NovelToon NovelToon

Ternyata Kaulah Jodohku

Sah

"Sah," seru dua orang saksi yang menyaksikan pernikahan antara Abizar dan Annisa.

"Alhamdulillah." Semua orang bersyukur ketika Abizar bisa melafalkan ijab qobul dengan benar setelah beberapa kali mencoba.

"Mempelai wanita silakan mencium tangan suaminya," perintah penghulu pada pasangan pengantin baru itu. Annisa pun meraih tangan Abizar untuk dicium.

Berbeda dengan Annisa yang deg-degan ketika menyentuh tangan suaminya, Abizar justru terlihat cuek dan cenderung muak. Ya, Abizar keberatan ketika orang tuanya menyuruh dia menikahi gadis yang sama sekali tidak dia kenal.

"Abi, Nisa ayo kita makan dulu!" ajak Willa, kakak Abizar.

"Tunggu sayang, mereka harus menyapa tamu-tamu yang datang terlebih dulu!" seru Safa sang ibu.

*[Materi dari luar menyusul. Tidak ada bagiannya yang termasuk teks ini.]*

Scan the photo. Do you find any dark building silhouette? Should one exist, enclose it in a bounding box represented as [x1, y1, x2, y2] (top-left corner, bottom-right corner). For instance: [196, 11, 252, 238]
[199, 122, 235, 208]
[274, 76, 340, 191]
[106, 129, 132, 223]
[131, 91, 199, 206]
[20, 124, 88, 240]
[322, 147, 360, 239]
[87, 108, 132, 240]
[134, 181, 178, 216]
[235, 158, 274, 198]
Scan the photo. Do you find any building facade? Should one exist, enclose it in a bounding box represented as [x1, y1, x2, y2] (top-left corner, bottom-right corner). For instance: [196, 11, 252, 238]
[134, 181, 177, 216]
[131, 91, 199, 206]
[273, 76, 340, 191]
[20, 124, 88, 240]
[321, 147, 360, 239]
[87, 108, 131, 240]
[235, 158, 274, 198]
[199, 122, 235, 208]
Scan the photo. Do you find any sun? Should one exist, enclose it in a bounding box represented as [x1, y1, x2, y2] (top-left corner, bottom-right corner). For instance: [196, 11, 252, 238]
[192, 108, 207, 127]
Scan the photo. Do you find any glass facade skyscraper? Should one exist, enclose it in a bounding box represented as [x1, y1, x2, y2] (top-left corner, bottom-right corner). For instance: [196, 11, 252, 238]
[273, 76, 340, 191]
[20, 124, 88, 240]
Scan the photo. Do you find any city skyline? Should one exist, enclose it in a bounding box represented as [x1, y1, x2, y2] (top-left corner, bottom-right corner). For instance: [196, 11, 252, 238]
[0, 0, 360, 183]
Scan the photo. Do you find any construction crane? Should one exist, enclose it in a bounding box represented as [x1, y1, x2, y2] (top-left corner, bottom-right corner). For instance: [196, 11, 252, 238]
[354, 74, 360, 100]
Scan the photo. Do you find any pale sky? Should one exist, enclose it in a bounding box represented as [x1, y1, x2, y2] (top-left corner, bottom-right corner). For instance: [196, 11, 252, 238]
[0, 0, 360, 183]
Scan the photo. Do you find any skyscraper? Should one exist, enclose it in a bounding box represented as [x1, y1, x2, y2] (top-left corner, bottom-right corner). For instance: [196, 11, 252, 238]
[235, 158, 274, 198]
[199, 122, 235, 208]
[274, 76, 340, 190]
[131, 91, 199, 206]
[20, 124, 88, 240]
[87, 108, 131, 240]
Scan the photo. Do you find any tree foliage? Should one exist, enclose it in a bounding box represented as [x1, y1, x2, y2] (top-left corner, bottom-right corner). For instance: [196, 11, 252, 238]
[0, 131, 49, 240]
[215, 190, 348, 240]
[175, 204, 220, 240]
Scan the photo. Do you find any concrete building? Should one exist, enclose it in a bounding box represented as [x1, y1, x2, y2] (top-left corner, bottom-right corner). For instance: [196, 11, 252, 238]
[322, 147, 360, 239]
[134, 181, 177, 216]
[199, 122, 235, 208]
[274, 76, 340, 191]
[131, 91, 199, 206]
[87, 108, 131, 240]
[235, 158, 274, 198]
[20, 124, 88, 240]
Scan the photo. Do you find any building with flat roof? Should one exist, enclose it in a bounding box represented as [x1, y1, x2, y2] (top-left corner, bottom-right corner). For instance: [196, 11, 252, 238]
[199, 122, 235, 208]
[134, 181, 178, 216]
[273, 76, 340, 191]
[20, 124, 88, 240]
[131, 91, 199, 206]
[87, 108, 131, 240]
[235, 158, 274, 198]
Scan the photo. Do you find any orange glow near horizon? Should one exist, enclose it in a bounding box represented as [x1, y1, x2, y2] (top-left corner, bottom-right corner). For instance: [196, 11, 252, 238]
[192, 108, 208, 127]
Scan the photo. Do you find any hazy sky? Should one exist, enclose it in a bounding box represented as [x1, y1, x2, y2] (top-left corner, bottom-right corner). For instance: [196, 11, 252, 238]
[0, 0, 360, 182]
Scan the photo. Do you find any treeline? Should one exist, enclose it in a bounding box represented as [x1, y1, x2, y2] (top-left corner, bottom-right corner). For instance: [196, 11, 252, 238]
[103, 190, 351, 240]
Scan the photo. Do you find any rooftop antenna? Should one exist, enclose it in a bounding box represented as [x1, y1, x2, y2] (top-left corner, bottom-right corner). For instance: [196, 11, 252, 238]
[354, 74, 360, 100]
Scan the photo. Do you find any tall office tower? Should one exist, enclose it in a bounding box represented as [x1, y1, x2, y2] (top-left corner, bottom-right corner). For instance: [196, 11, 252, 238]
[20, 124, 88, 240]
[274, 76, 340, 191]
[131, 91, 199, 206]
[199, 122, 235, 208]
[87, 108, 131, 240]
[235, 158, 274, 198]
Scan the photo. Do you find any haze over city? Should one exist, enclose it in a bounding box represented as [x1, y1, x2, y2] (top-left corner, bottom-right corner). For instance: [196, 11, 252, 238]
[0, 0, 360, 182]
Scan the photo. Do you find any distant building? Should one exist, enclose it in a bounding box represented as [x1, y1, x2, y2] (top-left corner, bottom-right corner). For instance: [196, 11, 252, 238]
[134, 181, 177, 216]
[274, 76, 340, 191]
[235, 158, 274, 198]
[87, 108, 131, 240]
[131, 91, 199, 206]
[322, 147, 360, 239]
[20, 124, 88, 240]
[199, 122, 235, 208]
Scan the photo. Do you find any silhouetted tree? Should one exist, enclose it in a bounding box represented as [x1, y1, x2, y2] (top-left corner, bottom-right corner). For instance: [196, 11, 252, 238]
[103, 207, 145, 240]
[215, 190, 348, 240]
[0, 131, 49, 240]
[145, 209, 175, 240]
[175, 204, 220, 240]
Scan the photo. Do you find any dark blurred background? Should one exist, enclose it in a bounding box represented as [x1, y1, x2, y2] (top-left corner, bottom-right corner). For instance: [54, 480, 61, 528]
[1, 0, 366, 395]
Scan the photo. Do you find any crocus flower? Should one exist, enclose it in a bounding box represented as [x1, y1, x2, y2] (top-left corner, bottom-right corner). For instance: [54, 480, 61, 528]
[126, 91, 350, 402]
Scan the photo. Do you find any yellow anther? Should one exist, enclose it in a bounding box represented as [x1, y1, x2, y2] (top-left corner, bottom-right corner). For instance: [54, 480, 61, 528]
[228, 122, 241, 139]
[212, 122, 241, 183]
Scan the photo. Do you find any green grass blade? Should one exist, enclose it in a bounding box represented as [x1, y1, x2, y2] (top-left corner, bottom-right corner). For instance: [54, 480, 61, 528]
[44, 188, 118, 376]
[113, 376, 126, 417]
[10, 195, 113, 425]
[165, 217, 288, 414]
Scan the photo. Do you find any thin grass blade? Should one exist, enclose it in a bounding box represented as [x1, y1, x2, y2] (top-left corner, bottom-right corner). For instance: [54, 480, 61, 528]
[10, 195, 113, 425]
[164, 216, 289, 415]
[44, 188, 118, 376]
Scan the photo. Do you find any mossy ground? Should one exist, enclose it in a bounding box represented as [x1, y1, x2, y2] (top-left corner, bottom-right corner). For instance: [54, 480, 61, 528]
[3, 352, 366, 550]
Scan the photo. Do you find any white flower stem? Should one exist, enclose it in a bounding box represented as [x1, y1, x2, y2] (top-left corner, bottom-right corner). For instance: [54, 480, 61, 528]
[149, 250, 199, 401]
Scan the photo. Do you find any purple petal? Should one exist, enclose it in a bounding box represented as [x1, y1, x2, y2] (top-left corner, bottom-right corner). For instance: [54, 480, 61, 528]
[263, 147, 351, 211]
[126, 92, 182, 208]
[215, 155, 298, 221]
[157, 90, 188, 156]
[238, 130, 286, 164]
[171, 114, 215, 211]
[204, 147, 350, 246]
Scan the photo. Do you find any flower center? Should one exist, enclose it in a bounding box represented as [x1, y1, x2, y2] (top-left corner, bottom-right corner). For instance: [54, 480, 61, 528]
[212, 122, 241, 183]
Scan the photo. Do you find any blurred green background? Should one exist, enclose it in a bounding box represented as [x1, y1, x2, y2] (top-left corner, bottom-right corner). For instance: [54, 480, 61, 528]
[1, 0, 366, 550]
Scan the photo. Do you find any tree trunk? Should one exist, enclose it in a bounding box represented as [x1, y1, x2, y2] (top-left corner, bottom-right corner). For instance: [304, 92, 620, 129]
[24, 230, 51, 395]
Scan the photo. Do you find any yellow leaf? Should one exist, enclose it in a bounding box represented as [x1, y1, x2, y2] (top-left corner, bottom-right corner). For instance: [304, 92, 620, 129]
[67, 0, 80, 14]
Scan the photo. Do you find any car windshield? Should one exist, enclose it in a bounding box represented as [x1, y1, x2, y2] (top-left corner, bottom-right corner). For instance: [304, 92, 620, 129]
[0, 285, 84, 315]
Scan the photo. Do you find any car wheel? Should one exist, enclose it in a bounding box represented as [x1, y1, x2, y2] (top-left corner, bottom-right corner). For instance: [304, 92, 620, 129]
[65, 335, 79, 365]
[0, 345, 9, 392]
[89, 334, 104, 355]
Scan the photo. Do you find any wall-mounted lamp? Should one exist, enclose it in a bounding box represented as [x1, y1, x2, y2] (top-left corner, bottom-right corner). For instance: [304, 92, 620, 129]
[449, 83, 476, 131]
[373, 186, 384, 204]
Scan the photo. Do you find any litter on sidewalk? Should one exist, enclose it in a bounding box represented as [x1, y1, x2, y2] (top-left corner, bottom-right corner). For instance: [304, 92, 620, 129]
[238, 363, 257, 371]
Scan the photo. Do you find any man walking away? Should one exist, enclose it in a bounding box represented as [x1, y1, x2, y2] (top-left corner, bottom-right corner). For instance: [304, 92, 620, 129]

Akhirnya Abizar dan Annisa berdiri di atas panggung untuk menyalami satu per satu. Tak lama kemudian Abizar meminta izin kepada orang tuanya agar ke kamar lebih dulu dengan alasan Annisa merasa lelah. Namun, sebenarnya dia hanya berbohong.

Abizar pun menarik tangan Annisa agar gadis itu mengikuti langkahnya. Setelah sampai di dalam kamar, Abizar membaringkan tubuhnya. Sementara itu, dia membiarkan Annisa berdiri.

Annisa pun memilih melepas sanggul yang dia pakai. "Nanti kamu tidur saja di sofa." Tiba-tiba Abizar berbicara.

Annisa menoleh. "Memangnya kenapa aku tidak boleh tidur di atas ranjang yang sama denganmu? Bukankah kita suami istri?" tanya Annisa.

Abizar tersenyum sinis. "Aku tidak tertarik padamu," jawabnya enteng.

Annisa mendekat. "Katakan apa yang bisa membuatmu tertarik padaku?"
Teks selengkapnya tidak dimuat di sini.